Humanamente Inviável foi realizado com apoio da Política Nacional Aldir Blanc de Fomento à Cultura (PNAB), do ProAC – Programa de Ação Cultural da Secretaria da Cultura, Economia e Indústria Criativas do Governo do Estado de São Paulo, do Ministério da Cultura e do Governo Federal.
Sinopse:
Em um bar à beira do fim do mundo, entre uma saideira e outra, personagens discutem e desabafam diante de um colapso que já não é futuro, é presente. Nesse contexto, o apocalipse não veio com estrondo, mas com silêncio, cansaço e distração. A peça é um mergulho coletivo na “fossa” brasileira – um país que tem muito passado pela frente – e na busca exausta por sentido num presente saturado de distrações. É um trabalho sobre tentar e tentar de novo, mesmo quando já não se acredita. Humanamente Inviável é uma tragicomédia distópica sobre gênero, algoritmos, atenção e a falência emocional do presente. Entre ruídos internos e métodos de reeducação afetiva, resta a pergunta: o que ainda nos faz humanos?
Ficha Técnica:
Texto e direção: Tati Bueno
Elenco: Bia Toledo, Alexandra DaMatta, Thiago Carreira
Preparação de elenco: Inês Aranha
Direção Musical: Felipe Antunes
Figurino: Uga Agú
Cenário: Carol Bucek
Adereços: Ana Santos Nega
Iluminação: Samya Peruch e Tati Bueno
Assessoria de Imprensa: Canal Aberto - Márcia Marques e Daniele Valério
Produção: Clube do Mecenas
Idealização: Núcleo Alvenaria de Teatro
Serviço
Humanamente Inviável
Duração: 75 minutos | Classificação: 14 anos
Data: De 24/10 a 03/11, de sexta a segunda.
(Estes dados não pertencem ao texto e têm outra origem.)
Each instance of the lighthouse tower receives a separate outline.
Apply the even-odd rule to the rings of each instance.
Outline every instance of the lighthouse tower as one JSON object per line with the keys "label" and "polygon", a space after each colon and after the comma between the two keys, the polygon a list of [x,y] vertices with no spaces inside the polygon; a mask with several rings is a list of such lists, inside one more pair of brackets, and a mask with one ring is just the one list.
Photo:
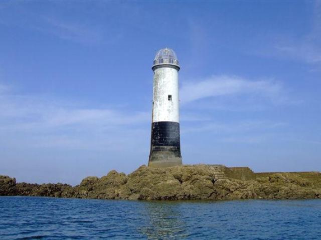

Sextas e segundas, às 20h30
Sábado e domIngo, às 16h
Local: Alvenaria Espaço Cultural - Rua Turiassu, 799 - Perdizes - São Paulo - SP
O Espaço Cultural tem um bar que funciona nos seguintes horários: Sextas, a partir das 17h, sábados e domingos a partir das 15h e segunda a partir das 19h30, o bar funciona antes e depois das apresentações.
Ingressos: gratuitos, distribuídos 1 hora antes das sessões.